Pada 1 Agustus 1933, Soekarno yang sangat aktif dalam politik ditangkap saat keluar dari kediaman Muhammad Husni Thamrin, tokoh politik yang juga anggota Volksraad atau Dewan Rakyat Hindia-Belanda. Pada 28 Desember 1933, Gubernur Jenderal Pemerintah Hindia Belanda De Jonge kemudian memutuskan mengasingkan Soekarno ke Ende.

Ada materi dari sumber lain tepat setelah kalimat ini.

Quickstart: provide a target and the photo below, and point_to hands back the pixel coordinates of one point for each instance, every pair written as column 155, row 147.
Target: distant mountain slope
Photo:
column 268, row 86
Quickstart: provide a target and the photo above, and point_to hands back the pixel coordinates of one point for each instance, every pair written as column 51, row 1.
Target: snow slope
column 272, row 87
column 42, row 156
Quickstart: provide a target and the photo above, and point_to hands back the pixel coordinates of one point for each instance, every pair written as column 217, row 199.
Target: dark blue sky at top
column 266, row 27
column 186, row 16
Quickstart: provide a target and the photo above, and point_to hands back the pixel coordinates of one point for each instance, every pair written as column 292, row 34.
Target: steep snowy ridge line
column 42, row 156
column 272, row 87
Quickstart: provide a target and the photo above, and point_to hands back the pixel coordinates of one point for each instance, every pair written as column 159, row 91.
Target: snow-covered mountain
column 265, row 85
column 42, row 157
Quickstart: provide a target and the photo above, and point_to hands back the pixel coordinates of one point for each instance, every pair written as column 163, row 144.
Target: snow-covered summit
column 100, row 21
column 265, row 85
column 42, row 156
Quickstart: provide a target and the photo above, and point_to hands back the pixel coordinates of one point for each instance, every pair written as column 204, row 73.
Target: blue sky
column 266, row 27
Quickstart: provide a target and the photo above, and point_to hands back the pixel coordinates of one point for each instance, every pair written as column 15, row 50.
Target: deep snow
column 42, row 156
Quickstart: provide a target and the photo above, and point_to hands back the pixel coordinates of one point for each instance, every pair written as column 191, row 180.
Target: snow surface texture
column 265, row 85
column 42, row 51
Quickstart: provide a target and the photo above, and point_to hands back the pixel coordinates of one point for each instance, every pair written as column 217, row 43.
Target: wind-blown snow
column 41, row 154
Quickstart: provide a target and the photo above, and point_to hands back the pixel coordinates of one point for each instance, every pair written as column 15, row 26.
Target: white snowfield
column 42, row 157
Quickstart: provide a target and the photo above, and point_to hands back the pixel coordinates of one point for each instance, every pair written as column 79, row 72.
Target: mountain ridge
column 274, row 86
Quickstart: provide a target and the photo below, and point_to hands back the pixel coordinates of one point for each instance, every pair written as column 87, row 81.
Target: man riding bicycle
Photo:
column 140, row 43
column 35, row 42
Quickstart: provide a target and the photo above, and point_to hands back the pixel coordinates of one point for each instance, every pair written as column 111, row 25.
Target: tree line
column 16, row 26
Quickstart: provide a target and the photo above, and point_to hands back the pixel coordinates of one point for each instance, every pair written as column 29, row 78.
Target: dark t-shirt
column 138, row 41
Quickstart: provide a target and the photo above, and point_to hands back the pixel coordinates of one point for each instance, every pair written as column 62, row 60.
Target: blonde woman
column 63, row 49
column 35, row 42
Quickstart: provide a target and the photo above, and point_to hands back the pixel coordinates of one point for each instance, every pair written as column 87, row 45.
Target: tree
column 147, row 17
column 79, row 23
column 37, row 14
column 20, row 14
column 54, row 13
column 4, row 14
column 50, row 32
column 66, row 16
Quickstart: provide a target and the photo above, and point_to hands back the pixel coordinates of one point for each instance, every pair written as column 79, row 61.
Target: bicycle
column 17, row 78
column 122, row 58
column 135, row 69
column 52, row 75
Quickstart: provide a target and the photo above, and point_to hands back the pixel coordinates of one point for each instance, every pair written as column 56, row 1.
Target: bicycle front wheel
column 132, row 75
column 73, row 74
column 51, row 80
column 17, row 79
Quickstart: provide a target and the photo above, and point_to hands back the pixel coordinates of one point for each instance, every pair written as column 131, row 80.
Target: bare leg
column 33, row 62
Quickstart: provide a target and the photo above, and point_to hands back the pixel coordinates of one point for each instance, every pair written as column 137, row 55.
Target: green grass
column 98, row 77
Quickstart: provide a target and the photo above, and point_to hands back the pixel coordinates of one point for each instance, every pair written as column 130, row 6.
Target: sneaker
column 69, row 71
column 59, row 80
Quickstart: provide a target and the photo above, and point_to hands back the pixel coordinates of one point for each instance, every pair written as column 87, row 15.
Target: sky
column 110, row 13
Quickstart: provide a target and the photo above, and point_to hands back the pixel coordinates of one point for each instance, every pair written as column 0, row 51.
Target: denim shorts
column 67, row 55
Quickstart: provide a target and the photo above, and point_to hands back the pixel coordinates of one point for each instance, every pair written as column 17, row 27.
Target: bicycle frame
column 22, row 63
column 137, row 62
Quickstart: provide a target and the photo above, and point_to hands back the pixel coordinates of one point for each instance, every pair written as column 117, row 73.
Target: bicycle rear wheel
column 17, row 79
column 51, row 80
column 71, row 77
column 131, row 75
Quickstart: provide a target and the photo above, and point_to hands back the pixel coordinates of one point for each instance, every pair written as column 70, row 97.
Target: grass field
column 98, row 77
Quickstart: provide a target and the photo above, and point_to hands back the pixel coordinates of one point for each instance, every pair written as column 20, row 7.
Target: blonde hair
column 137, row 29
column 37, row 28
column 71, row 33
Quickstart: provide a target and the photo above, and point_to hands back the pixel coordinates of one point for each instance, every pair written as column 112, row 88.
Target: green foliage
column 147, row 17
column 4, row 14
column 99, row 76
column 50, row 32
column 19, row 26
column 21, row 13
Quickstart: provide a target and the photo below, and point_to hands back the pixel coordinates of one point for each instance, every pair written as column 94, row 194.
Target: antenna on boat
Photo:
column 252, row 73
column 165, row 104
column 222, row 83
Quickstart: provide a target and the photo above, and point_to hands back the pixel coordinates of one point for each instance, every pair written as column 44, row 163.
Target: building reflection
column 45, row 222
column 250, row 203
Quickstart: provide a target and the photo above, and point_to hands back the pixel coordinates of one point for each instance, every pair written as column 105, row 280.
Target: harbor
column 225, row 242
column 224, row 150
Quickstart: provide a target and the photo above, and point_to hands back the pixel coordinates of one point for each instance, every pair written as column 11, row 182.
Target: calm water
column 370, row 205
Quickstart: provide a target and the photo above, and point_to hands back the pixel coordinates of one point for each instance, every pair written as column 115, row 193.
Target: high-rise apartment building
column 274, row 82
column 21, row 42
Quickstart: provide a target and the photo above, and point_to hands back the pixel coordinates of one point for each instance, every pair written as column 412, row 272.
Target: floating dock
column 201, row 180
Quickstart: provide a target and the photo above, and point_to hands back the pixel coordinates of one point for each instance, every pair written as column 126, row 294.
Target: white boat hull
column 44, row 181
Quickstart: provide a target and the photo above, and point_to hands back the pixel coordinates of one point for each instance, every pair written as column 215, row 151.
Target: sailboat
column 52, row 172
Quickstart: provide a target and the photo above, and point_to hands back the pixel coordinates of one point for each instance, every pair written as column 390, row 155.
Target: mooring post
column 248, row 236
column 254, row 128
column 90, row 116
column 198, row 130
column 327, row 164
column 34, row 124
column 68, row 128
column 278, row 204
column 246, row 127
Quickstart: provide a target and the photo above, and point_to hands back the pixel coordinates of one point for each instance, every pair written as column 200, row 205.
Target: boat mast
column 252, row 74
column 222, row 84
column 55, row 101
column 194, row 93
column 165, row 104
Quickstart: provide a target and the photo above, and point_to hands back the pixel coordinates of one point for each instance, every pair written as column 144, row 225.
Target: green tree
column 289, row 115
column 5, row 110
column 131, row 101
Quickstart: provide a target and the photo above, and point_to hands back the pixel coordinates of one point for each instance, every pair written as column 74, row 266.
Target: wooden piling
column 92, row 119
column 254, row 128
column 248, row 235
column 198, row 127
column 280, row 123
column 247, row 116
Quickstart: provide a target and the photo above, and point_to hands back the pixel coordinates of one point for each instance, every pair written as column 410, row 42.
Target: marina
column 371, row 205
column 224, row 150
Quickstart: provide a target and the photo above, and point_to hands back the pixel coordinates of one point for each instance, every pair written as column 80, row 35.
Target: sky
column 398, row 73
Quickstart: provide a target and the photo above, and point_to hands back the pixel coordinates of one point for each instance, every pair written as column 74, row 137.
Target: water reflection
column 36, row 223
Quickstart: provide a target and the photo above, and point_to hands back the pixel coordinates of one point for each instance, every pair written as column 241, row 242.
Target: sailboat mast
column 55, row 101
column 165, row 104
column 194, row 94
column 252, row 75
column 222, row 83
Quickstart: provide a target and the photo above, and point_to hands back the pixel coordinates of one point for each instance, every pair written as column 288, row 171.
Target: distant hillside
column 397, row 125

Tokoh pergerakan yang dikenal dengan sebutan Bung Karno itu pun tinggal di pengasingan bersama istrinya, Inggit Garnasih; mertuanya, Asmi; serta dua anak angkatnya yang bernama Ratna Djuani dan Kartika sejak 14 Januari 1934. Mereka menempati sebuah rumah kecil milik Haji Abdullah Ambuwaru.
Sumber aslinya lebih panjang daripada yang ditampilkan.